A Salmonella typhimurium reverse mutation standard plate incorporation study was conducted to evaluate whether a saline extract of Booster Gel Lot 70710-D and Daywhite 15% Lot 970701, Lot #70710-D & Lot A 970701, would cause mutagenic changes in histidine-dependent Salmonella typhimurium strains TA98, TA100, TA1535, TA1537, and TA1538 in the presence and absence of S9 metabolic activation. The methodology of Ames et al (1975) was followed using a saline extract.

The saline test article extract, at a dilution of 1:8, was found to be non-inhibitory to growth of tester strains TA98, TA100, TA1535, TA1537, and TA1538. Separate tubes containing 2ml of molten top agar supplemented with histidine-biotin solution were inoculated with 0.1ml of culture for each of five tester strains, and 0.1ml of the saline extract. A 0.5ml aliquot of S9 homogenate simulating metabolic activation was added when necessary. The mixture was poured across triplicate Minimal E plates. Parallel testing was also conducted with a negative control, and four positive controls. The mean number of revertants of the triplicate test plates were compared to the mean number of triplicate negative control plates for each of the five tester strains employed. The values (means) obtained for the positive controls were used as points of reference.

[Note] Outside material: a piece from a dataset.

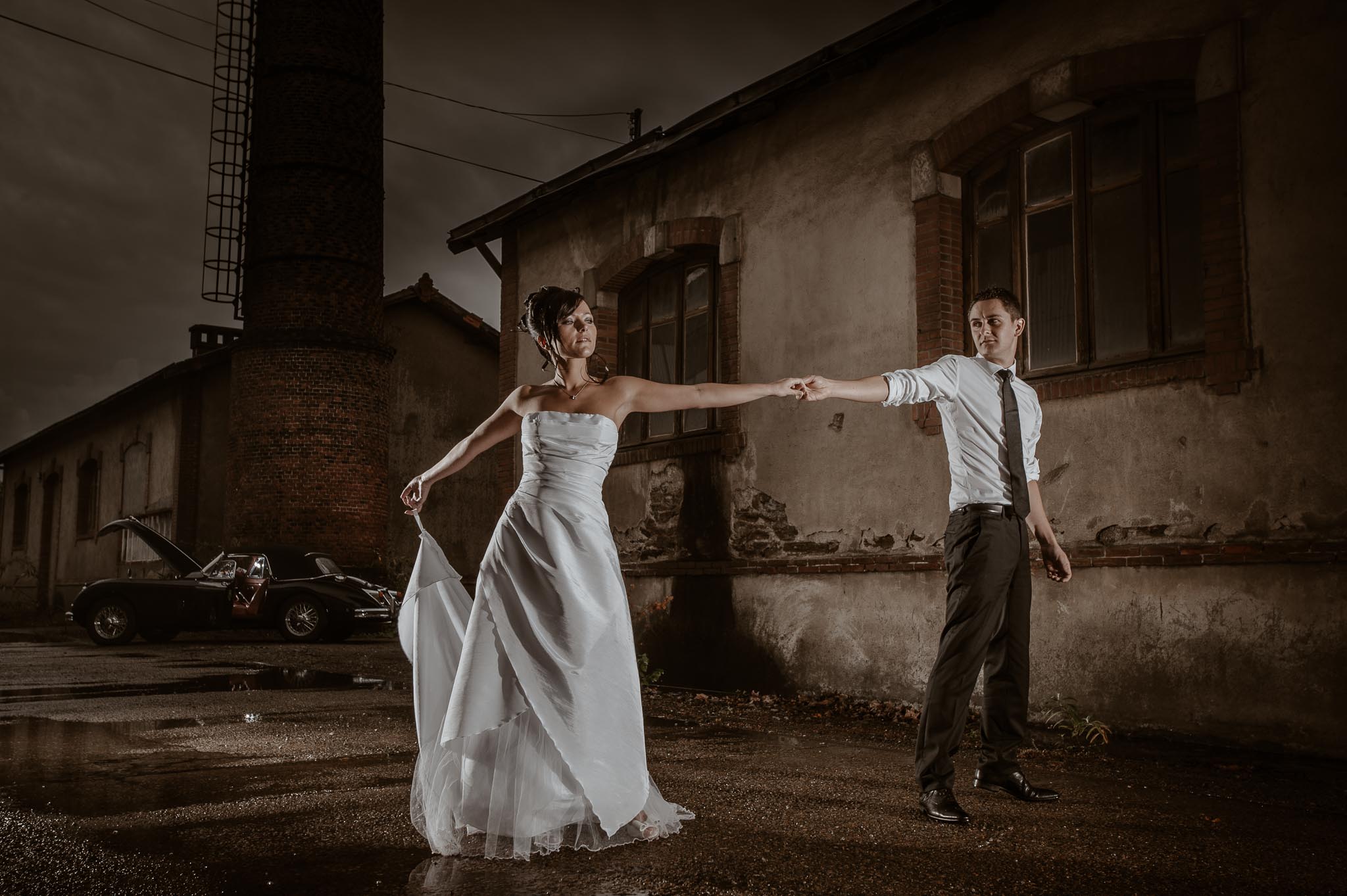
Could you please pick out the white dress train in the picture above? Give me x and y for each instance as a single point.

Under the conditions of this assay, the saline test article extract was not considered to be mutagenic to Salmonella typhimurium tester strains TA98, TA100, TA1535, TA1537, and TA1538. The negative and positive controls performed as anticipated.


CONCLUSION


Under the conclusions of this assay, the saline test article extract was not considered to be mutagenic to Salmonella typhimurium tester strains TA98, TA100, TA1535, TA1537, and TA1538.